I have the defined the following variables:
a <- as.character(1:10)
b <- 100
c <- 10
probs <- c(0.3, 0.3, 0.3, rep(0.1/7, 7))
min <- 5
max <- 10
I am trying to figure out how to subset the 'probs' argument in the code below to correspond with the characters that are randomly sampled (i.e., randomly sampling characters 5:10)
sample(a[min:max], size = round(b/c), replace = TRUE, prob = probs[???])
I don't think that probs[min:max] will work as it should, but I am uncertain how to find out for certain if it does. A more complicated scenario is if I want something like
a[c(1, 3, 5)]
I would then need 'probs' to correspond to characters 1, 3, and 5.

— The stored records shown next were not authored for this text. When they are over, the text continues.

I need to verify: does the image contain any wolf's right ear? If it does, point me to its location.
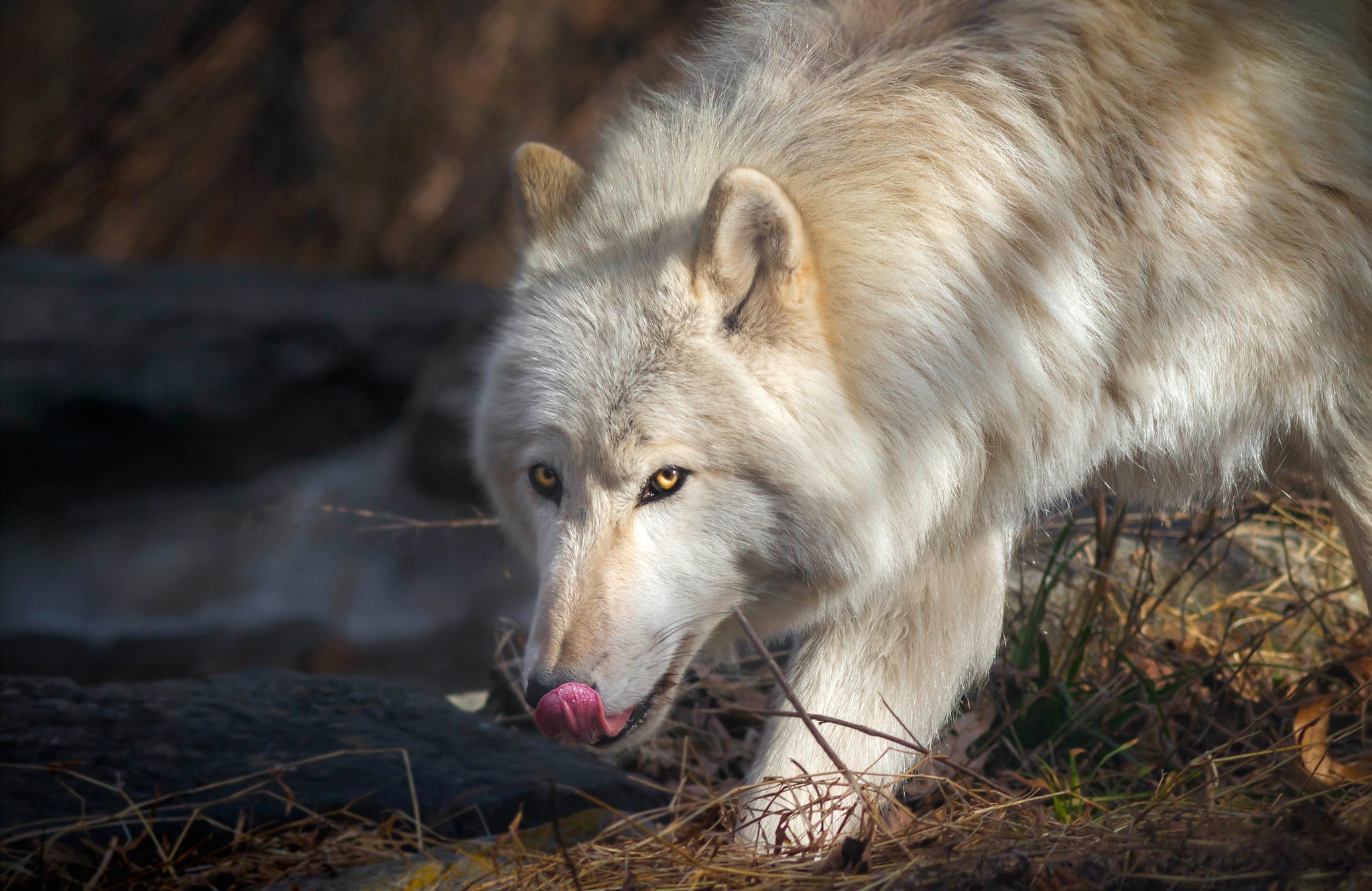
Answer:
[693,168,815,337]
[510,143,588,240]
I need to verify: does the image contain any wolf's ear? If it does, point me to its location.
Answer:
[694,168,814,331]
[510,143,587,239]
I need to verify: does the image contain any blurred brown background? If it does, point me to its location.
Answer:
[0,0,716,691]
[8,0,712,284]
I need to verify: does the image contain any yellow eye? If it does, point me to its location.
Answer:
[528,464,562,501]
[642,467,688,501]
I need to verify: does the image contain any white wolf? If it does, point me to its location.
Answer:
[475,0,1372,841]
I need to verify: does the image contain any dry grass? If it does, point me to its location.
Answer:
[7,485,1372,891]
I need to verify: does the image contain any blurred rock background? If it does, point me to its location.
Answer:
[0,0,710,689]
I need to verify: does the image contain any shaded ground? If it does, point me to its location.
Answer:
[4,495,1372,891]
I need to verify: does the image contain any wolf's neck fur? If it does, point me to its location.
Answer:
[540,0,1372,540]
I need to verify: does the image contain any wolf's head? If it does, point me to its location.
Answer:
[475,145,881,747]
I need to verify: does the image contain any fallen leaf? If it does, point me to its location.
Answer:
[1295,696,1372,786]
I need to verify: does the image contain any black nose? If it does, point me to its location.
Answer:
[524,671,576,709]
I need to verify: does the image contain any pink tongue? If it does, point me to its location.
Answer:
[534,682,634,743]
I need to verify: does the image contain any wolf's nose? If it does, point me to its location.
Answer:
[524,671,572,709]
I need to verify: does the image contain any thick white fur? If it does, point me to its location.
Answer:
[476,0,1372,843]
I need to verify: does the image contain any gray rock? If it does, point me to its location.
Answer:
[0,670,663,837]
[0,249,499,510]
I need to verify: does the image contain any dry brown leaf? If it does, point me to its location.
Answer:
[1295,696,1372,786]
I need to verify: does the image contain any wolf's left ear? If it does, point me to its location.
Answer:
[694,168,814,331]
[510,143,587,240]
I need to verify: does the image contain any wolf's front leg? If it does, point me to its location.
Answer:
[738,533,1010,849]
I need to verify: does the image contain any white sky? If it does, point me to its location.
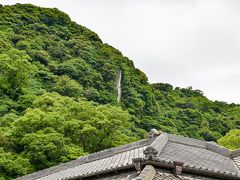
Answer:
[0,0,240,103]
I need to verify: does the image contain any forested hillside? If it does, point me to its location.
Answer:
[0,4,240,179]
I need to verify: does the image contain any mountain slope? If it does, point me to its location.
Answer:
[0,4,240,178]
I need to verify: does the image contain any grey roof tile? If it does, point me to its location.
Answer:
[159,142,238,173]
[15,133,240,180]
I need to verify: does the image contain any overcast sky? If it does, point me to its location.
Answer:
[0,0,240,103]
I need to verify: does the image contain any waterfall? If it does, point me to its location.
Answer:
[116,71,122,102]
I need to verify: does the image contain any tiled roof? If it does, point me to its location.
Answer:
[15,133,240,180]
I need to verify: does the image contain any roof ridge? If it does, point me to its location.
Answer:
[230,148,240,158]
[16,137,156,180]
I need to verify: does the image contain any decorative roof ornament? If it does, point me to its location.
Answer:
[149,129,161,138]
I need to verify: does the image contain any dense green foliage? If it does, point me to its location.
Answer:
[218,129,240,150]
[0,4,240,179]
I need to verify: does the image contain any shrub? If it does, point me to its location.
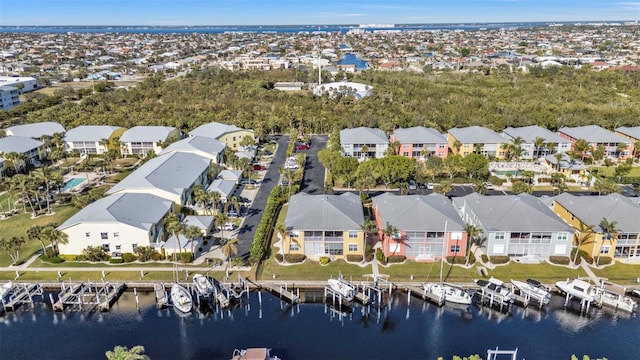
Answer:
[284,254,307,263]
[40,255,64,264]
[549,256,571,265]
[347,255,362,262]
[387,255,407,264]
[598,256,613,265]
[489,256,511,264]
[122,253,136,262]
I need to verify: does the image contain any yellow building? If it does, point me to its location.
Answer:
[553,193,640,261]
[281,193,365,260]
[189,122,255,151]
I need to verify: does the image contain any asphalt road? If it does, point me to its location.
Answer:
[238,135,289,258]
[300,135,329,195]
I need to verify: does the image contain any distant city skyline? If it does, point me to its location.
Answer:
[0,0,640,26]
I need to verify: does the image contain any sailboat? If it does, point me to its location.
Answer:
[422,221,472,305]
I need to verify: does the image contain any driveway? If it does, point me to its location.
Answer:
[300,135,329,195]
[238,135,289,258]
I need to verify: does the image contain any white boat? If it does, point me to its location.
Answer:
[171,283,193,313]
[328,277,356,301]
[422,283,473,305]
[593,282,638,313]
[231,348,280,360]
[511,279,551,305]
[556,279,596,302]
[193,274,213,298]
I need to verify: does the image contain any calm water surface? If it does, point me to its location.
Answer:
[0,292,640,360]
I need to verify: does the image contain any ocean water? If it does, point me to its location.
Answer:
[0,292,640,360]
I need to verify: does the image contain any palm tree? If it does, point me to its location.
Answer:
[104,345,149,360]
[184,225,202,258]
[573,223,594,265]
[596,217,620,264]
[164,213,184,253]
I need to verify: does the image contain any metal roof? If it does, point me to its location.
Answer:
[449,126,508,144]
[453,193,573,232]
[6,121,65,139]
[393,126,447,144]
[107,153,209,194]
[340,127,389,145]
[58,193,173,230]
[64,125,121,142]
[120,126,176,142]
[373,193,464,231]
[558,125,630,143]
[284,192,364,231]
[554,193,640,233]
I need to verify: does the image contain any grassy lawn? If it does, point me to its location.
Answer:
[0,205,78,266]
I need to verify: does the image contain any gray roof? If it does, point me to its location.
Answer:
[449,126,507,144]
[340,127,389,145]
[0,136,43,154]
[189,122,252,139]
[373,193,464,231]
[616,126,640,140]
[159,136,227,157]
[502,125,570,144]
[120,126,176,142]
[393,126,447,144]
[284,192,364,231]
[107,153,209,194]
[58,193,173,230]
[7,121,65,139]
[453,193,573,232]
[64,125,120,142]
[558,125,629,143]
[207,179,238,197]
[554,193,640,233]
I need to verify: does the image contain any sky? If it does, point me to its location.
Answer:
[0,0,640,26]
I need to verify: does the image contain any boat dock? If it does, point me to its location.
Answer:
[2,284,44,311]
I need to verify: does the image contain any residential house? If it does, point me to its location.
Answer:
[189,122,255,151]
[284,192,365,259]
[0,136,44,171]
[340,127,389,160]
[447,126,508,159]
[373,193,467,260]
[502,125,571,159]
[553,193,640,260]
[5,121,65,139]
[64,125,126,155]
[558,125,634,160]
[57,193,173,256]
[158,136,226,164]
[120,126,180,157]
[106,153,210,206]
[453,193,574,261]
[390,126,449,160]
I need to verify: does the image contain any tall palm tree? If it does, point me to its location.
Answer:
[164,213,184,253]
[573,223,595,265]
[596,217,620,264]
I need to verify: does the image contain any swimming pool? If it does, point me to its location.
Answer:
[62,178,86,190]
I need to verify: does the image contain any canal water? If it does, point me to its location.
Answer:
[0,292,640,360]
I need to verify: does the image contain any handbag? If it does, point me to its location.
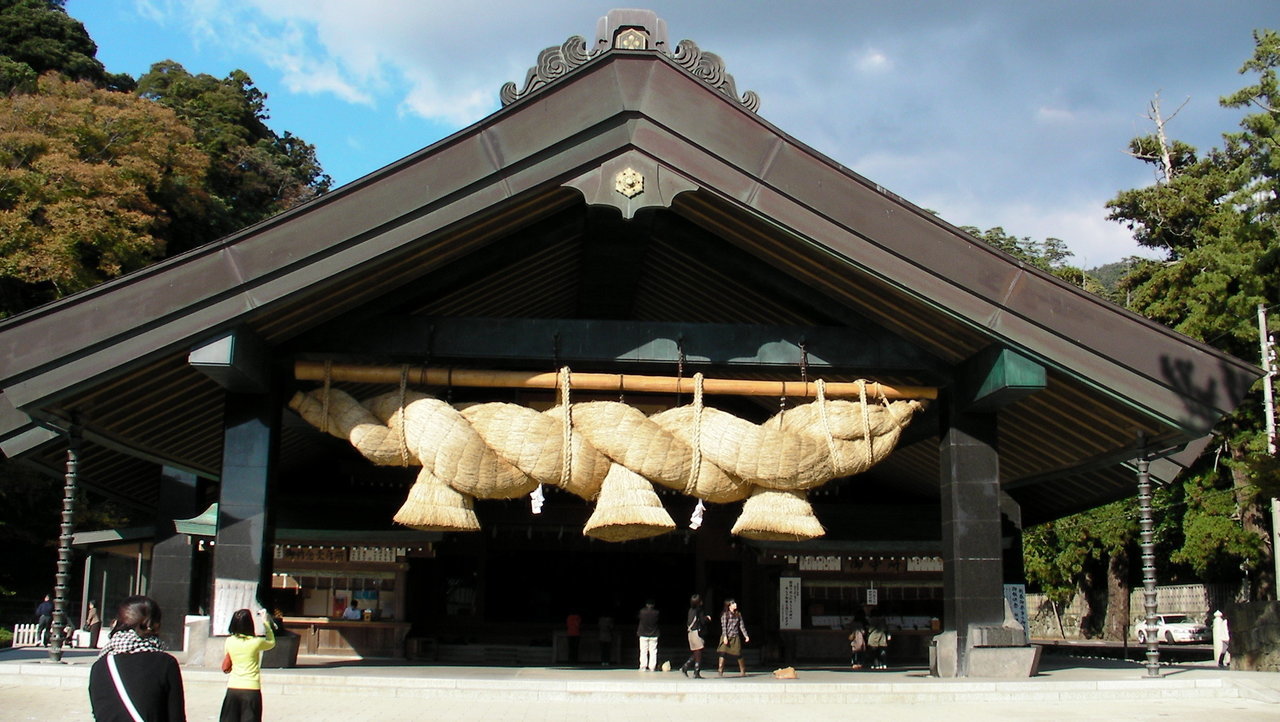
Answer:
[106,654,143,722]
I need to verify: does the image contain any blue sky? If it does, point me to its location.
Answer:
[67,0,1280,268]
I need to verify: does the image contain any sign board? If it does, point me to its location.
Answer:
[778,576,800,630]
[209,579,261,636]
[1005,584,1032,636]
[800,557,841,571]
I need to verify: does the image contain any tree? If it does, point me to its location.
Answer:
[137,60,330,251]
[0,73,209,314]
[960,225,1107,294]
[0,0,133,90]
[1108,31,1280,599]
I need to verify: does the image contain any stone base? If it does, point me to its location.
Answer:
[968,645,1043,678]
[929,631,1044,678]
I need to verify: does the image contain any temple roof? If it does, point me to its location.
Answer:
[0,12,1261,521]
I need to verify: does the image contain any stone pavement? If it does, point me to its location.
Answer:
[0,649,1280,722]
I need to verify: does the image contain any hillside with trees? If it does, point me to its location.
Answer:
[1024,29,1280,639]
[0,0,330,609]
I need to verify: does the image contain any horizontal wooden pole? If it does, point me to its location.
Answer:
[293,361,938,399]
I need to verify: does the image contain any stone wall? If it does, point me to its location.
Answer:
[1225,602,1280,672]
[1027,584,1234,639]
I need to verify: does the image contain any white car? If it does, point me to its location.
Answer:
[1133,614,1212,644]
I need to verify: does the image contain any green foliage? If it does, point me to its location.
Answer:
[0,55,37,95]
[0,0,108,87]
[137,60,330,251]
[1090,29,1280,595]
[1171,469,1262,580]
[0,73,209,311]
[960,225,1106,294]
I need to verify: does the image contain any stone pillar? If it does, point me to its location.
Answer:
[941,397,1005,676]
[212,392,280,635]
[147,466,200,652]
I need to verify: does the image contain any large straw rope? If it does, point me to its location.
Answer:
[289,381,923,540]
[289,389,922,503]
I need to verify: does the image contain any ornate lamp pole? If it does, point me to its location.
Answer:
[1138,435,1160,677]
[49,424,81,662]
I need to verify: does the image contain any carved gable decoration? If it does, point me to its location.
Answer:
[498,10,760,113]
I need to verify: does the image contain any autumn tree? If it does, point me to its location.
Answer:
[137,60,330,250]
[0,73,209,314]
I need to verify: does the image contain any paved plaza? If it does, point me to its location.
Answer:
[0,649,1280,722]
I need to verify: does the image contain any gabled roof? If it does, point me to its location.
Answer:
[0,14,1261,520]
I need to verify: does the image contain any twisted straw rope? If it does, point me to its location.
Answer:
[289,378,922,503]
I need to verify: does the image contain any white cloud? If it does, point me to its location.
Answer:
[1036,105,1075,123]
[854,47,893,73]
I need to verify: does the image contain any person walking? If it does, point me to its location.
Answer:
[716,599,751,677]
[88,595,187,722]
[36,594,54,646]
[84,599,102,649]
[680,594,712,680]
[849,609,867,670]
[219,609,275,722]
[636,599,658,672]
[867,614,893,670]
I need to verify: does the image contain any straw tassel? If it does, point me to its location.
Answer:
[582,463,676,542]
[731,486,827,542]
[393,469,480,531]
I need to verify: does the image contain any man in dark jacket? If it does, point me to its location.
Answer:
[636,599,658,672]
[36,594,54,646]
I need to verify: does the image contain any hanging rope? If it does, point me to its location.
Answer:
[396,364,408,466]
[858,380,875,465]
[320,360,333,434]
[817,379,839,469]
[557,366,573,486]
[685,371,703,495]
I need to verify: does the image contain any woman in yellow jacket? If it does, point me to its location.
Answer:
[219,609,275,722]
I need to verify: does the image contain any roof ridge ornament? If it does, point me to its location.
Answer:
[498,35,600,105]
[498,10,760,113]
[671,40,760,113]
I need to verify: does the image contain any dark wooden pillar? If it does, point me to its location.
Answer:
[148,466,200,650]
[212,392,280,634]
[940,347,1047,676]
[941,389,1005,675]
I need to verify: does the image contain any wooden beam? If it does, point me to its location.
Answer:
[293,361,938,399]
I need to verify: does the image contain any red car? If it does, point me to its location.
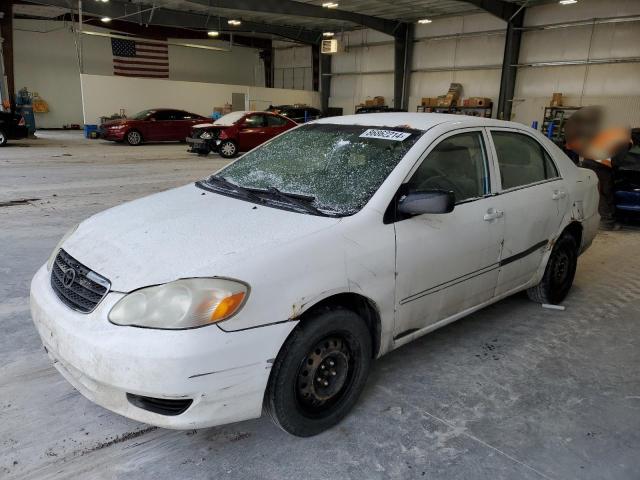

I have tried using probs[get(paste0(...))], but this is not the most direct and efficient way. It doesn't work anyway.
Any advice is appreciated.
You simply need to subset probs
to be the same subset as a
, e.g.
index = min:max
sample(a[index], size = round(b/c), replace = TRUE, prob = probs[index])
For the more complicated scenario, set index = c(1,3,5)
.
You can see that this works by doing a simulation and comparing the observed probabilities with the true probabilities:
set.seed(123)
tmp = sample(a[min:max], size = 10000, replace = TRUE, prob = probs[min:max])
table(tmp)/10000 # the observed probabilities
The observed probabilities are roughly all equal, which is consistent with the true probabilities being all equal.
If you take a look at the help files for sample
, you'll see that prob
does not need to sum to 1. The function will take care of normalizing the probabilities.